Kolumdan tutup adeta sürükleyerek salona çıkardı beni. Odanın kapısını kapattı ve bana döndü. Kısılmış, ateş saçan gözlerle… Zorlukla yutkunup başımı kaldırdım.
“soruma cevap bekliyorum!” dedi vurgulu bir şekilde.
“sanane… senin odanda değildim hem… bırak da sorunun cevabıyla odanın sahibi ilgilensin!”
“bana baak! Şeceren gitgide kabarıyor. Donghae hyung dedi diye sana sonsuza kadar katlanmayız. Ayrıca düşündüm de, kardeş olduğunuza pek de inanasım gelmiyor artık…”
Şaşkınlıkla ağzım açık kaldı. “se.. sen kendini ne zannediyorsun! Ben… ben mi istedim buraya gelmeyi! BEN Mİ KENDİMİ ZORLA EVİNİZE GETİRTDİM YANİ!”
Gecenin köründe deli gibi bağırmam pek de iyi olmamıştı ama umurumda değildi. Susamıyordum. “LANET OLSUN SİZE GERİZEKALILAR TOPLULUĞU! SANKİ BEN YALVARDIM BENİ AİLEMDEN AYIRIN DA BURADA B.K GİBİ Bİ HAYAT YAŞATIN DİYE! NE ZANNEDİYORSUN BENİ SEN? NE? AJAN MI? MUHBİR Mİ? NEEE!”
“Mi..Mine… sakin ol… ben öyle demed-“
“ne demedin! NE DEMEDİN! SAKİN FALAN DA OLAMAM!! SEN… SEN GERÇEKTEN…!”
Kendimi kaybetmiş gibi bağırırken arkamdan bana sarılan kişiyi fark etmem zamanımı almıştı. Ne zaman ışıklar yanmıştı, ne zaman hepsi odaya toplanmıştı ve ben ne zaman ağlamaya başlamıştım… Hiçbirini fark etmemiştim.

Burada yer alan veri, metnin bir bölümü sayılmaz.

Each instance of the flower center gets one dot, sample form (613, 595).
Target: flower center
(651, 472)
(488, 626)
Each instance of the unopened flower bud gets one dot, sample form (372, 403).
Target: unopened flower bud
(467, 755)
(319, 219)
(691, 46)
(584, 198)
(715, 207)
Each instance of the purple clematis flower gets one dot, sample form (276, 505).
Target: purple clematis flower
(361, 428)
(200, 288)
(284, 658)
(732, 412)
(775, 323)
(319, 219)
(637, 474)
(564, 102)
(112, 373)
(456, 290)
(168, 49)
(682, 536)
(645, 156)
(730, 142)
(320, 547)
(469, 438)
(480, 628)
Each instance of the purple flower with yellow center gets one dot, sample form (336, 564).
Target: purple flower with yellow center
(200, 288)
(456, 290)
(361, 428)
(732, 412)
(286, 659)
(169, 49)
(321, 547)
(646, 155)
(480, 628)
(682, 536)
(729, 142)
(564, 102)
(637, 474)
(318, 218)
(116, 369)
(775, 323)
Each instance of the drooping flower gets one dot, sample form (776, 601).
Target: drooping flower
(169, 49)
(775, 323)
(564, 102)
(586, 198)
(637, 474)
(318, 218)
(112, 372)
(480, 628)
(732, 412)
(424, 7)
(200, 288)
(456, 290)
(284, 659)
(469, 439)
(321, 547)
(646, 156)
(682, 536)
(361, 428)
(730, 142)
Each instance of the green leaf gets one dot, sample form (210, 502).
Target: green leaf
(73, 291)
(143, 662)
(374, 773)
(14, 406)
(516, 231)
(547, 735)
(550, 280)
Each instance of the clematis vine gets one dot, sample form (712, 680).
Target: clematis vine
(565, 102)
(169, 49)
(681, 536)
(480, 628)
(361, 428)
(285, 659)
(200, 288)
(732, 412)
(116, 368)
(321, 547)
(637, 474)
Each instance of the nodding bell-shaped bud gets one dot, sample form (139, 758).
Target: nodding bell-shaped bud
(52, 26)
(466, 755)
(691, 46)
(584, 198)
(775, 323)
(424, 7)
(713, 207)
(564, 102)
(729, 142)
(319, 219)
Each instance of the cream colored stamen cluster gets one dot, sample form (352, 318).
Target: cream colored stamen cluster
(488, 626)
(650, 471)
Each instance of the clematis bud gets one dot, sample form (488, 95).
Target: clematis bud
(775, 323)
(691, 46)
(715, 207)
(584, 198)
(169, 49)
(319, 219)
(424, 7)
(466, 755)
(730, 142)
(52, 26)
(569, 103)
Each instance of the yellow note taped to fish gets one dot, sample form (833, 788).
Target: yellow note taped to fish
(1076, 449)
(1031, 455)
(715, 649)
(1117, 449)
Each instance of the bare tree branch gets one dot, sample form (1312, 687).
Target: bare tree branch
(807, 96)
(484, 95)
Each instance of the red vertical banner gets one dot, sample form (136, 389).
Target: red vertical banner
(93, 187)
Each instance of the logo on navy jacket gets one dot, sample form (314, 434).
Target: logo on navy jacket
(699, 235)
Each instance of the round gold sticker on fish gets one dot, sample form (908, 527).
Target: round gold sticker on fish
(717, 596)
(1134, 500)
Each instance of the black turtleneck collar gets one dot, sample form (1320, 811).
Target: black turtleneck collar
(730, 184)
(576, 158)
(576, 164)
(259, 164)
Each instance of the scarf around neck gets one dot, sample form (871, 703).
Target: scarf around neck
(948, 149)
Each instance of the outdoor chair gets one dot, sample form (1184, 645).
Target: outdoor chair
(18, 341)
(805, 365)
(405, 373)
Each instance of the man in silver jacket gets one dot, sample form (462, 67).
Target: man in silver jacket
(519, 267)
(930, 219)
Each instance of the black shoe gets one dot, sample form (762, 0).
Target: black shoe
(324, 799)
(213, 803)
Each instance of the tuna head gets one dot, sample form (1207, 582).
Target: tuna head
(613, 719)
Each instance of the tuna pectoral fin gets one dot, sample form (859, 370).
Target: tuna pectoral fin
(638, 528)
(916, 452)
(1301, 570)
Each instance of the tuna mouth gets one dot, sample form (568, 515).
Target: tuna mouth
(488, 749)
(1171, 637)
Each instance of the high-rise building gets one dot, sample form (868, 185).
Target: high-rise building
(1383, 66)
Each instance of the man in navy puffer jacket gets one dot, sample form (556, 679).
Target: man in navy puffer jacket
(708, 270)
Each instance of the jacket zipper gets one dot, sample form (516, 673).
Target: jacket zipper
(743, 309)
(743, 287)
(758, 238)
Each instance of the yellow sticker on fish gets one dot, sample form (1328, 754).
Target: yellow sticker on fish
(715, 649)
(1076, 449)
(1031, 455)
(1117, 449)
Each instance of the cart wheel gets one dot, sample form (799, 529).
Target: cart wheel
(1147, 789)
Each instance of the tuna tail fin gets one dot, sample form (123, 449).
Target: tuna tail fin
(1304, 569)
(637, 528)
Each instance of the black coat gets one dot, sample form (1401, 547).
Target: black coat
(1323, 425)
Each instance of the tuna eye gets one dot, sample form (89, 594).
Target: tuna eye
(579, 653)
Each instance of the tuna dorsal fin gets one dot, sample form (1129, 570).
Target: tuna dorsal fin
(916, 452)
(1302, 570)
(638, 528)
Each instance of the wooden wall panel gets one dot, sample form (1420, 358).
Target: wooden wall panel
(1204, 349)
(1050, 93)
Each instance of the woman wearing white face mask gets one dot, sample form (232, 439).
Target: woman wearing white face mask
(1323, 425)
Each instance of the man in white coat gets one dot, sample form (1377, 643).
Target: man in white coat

Abimin sakinleştirici ses tonu kulağımın dibindeyken de ağlamaya ve konuşmaya devam ettim. “ben istemedim… eve gitmek istiyorum… burası benim evim değil… ben burada kimsesiz gibiyim… n’olur, beni eve gönder!...”
Sırtımı patpatlarken bir yandan da beni sakinleştirmeye çalışıyordu.
“Mine… senin evin ben’im. Ben nereye sen oraya, anladın mı? Kimsenin ne dediği önemli değil. Senin kim olduğun hiç önemli değil. Ben senin evinim. Sakin ol… sen olmazsan ben de olmam. Seni bulduktan sonra olmaz…”
Ağlamam kesilirken omzumda birinin elini hissettim. Kafamı kaldırdığımda Eunhyuk oppa ve onun arkasında duran Teukkie oppayı gördüm. “sen kimsesiz değilsin, biz de varız” deyip gülümsedi.
Burnumu çekerek gülümsedim ve kafamı göğsüne geri gömdüm. Evim… İnsanın evi dört duvar bir çatı olmak zorunda değil miydi?
Sakinleşince Donghae “hadi, seni odana götürelim…” deyip beni kucağına aldığında çığlık attım. “yaa! Düşücem dur. İndir. Yaa! Bi dakika… bi… bir şey demem lazım. Dur bi!”
Durup yüzüme baktı çatık kaşlarıyla. Kaşlarının arasına parmağıma dokundurup “kaş çatma… Kırışıkların olacak” dedim ama yine de durmadı. Beni odama götürüp, yatağıma bıraktıktan sonra odadan çıkmak için döndüğünde arkasından seslendim. “aa… a… abi… özür dilerim… ve teşekkür ederim…”
Bir şey söylemedi. Ama gülümsediğini gördüğüme emindim.

*****

uyandığımda gözlerimi açamadım. Hayır, uyku düşkünlüğümden değildi bu kez. gerçekten gözlerimi açamıyordum. sanki birisi üzerime 10 tonluk yük bırakmış gibi hissediyordum. kollarımı hareket ettiremediğim gibi parmaklarımı da oynatamıyordum. hasta olacağımı hissetmiştim ve üzerine bir de geceki krizi ekleyince bu hale gelmem tuhaf değildi. Tüm gücümü kullnarak yataktan kalktım ve yerde sürünerek hole çıktığımda önümde bir çift ayak vardı. Kafamı zorlukla kaldırdığımda Eunhyuk Oppa’nın yüzünü gördüm. Şaşkınlıkla ne olduğunu, neden yerde süründüğümü sorduğunda daha fazla dayanamayıp bayıldım.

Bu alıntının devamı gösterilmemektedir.